To assess plasma stability, the test compounds were incubated in fresh rat plasma at 37 °C. To determine metabolic stability, the compounds in triplicate were incubated with pooled rat liver microsomes (BD Scientific) in the presence of NADPH (Sigma) at 37 °C. Liquid chromatography/mass spectrometry (LC/MS) was applied in quantitative analysis of compounds in the biological matrix. Mass spectrometry (Shimadzu 2010EV) was used to conduct mass analysis in multiple-reaction-monitoring (MRM) mode. The compound stabilities are expressed as the percentage of the remaining compound to the initial concentration was calculated using Shimadzu LabSolutions software and Excel. The permeability was determined using the PAMPA method described previously.15
Solubility analysis was performed using a direct UV kinetic solubility method in a 96-well plate format. All liquid dispense and transfer steps were performed with the Freedom Evo automated liquid handler (Tecan US). Solubility measurements were performed in an aqueous buffer solution (System Solution, pION Inc) at pH 7.4, in duplicate. Samples were incubated at room temperature for a minimum of 18 h to achieve equilibrium, then filtered (filter plate, pION Inc) to remove any precipitate formed. The concentration of the compounds was measured by UV absorbance (250-498 nm) using the Infinite M200 (Tecan US) and compared to the spectra of the precipitation-free reference solutions. Spectroscopically pure 1-propanol (Sigma) was used as a cosolvent to suppress precipitation in the reference solutions. The solubility of each compound was determined using μSOL Evolution Plus software v3.2 (pION Inc) and is expressed as the concentration (μg/mL) of a solute in a saturated solution.

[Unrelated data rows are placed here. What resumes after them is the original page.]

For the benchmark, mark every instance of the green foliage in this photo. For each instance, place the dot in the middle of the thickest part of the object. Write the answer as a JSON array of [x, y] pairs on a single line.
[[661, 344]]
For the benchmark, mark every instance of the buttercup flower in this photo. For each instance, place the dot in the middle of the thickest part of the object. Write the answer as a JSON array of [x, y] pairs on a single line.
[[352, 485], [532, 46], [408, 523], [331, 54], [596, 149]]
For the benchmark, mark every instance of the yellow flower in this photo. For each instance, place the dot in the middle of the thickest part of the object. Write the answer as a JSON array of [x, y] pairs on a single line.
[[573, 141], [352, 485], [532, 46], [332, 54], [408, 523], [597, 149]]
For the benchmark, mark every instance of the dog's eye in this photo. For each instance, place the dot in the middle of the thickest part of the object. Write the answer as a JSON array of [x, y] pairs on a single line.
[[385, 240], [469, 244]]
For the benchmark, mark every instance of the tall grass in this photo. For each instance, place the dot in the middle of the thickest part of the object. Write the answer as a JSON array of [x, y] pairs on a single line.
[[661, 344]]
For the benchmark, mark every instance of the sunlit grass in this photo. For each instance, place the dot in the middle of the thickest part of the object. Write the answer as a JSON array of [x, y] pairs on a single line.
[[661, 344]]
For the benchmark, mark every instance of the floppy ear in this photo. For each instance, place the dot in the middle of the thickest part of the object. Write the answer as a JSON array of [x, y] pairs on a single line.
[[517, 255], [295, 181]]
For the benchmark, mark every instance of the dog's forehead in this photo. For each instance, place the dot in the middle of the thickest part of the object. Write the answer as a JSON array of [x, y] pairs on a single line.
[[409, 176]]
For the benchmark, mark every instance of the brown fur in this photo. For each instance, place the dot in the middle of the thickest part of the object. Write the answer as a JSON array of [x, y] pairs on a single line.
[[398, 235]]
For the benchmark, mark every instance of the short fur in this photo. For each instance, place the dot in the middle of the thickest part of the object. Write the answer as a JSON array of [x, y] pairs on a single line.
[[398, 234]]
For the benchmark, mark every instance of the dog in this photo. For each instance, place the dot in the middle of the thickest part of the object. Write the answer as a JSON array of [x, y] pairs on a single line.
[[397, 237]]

For evaluation of in vivo compound concentration, 400 microliters of a 10 micromolar solution of 1 (4.13 mg/kg; 50% DMSO in normal saline), were subcutaneously injected in each rat. Blood samples were drawn and frozen immediately. Plasma was harvested and kept at -20 °C until assayed. Concentrations of 1 in plasma were determined using a validated analytical procedure based on high-performance liquid chromatography. LC-MS/MS analyses were carried out using a SCIEX API3000 triple quadrupole mass spectrometer (PE Sciex Instruments, Boston, MA) operating in electrospray ionization mode. Chromatography was carried out using gradient elution (water-acetonitrile) on a Kromisil C18 reverse-phase column at a flow rate of 1 mL/min. Plasma compound concentrations were determined using a 7 point calibration curve derived from peak areas obtained from serially-diluted solutions of 1.
This work was supported in part by NIH Grants U54HG003916 and DE12889.